News

Spirituality vs. Church

A trend that just won’t go away.

Christianity Today November 11, 2008

Old news is not interesting. Unless it keeps repeating itself. And then, like a defective CD that keeps sticking at the same place, it’s time to do something.

An article from the Minneapolis Star Tribune announces:

Here’s the steeple; open the door, and where are the young people?

A survey finds that many youths draw a line between being spiritual and participating in an organized religion.

The story is based on the release of a survey conducted by the Minneapolis-based Search Institute, in which nearly 7,000 people were queried about their attitudes towards religion and spirituality.

“Spirituality is bigger than religion,” said Peter Benson a co-directors of the Institute’s Center for Spiritual Development in Childhood and Adolescence. “One of the things we have to focus on now is disentangling spiritual development from religious development.”

And this Colorado Springs, in a story about a new congregation called Amplify Church:

The church also ignores traditional Christian rites and rituals in favor of an ultracasual atmosphere. It’s just young adults with Bibles, hanging out to rap about their faith.

“Churches have become corporations,” [The Rev. Dan] MacFadyen said. “We are trying to take away the corporate baggage and be real.”

Being real apparently amounts to meeting in a bar, sitting “at bar tables in near darkness while blinking lights bathed the musicians in bright hues,” “where Miller Lite and Budweiser posters, not crosses, hang on the walls,” and where the pastor is “forgoing suit and tie in favor of worn jeans, sandals and T-shirt.”

Again, not much new or creative here, and yet it speaks to an ongoing distrust among many people (and not just youth) of the church. Then again, we know from other stories, there is a counter-movement towards traditional churches with rich and even complex liturgies.

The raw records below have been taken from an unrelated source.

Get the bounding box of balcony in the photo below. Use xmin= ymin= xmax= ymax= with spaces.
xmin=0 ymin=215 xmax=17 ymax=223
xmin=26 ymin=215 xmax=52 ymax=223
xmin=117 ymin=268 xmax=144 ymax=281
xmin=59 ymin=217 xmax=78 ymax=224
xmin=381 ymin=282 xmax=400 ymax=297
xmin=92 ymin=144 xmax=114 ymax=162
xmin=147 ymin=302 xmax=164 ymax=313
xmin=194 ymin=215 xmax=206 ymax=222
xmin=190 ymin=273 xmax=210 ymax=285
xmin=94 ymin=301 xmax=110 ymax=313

Actually both movements–away from mere religion and toward liturgy–may be driven by the same thing, something the Minneapolis survey tries to quantify: “The good news for faith communities is that 93 percent of the young people surveyed believe there is a spiritual aspect to life.”

Despite rumors to the contrary, we don’t live in a secular age. People remain hungry to know God. To me it is silliness to abandon the rich history and tradition of the church. At the same time, it is foolishness for churches to carp at the shallowness of so much spiritual searching.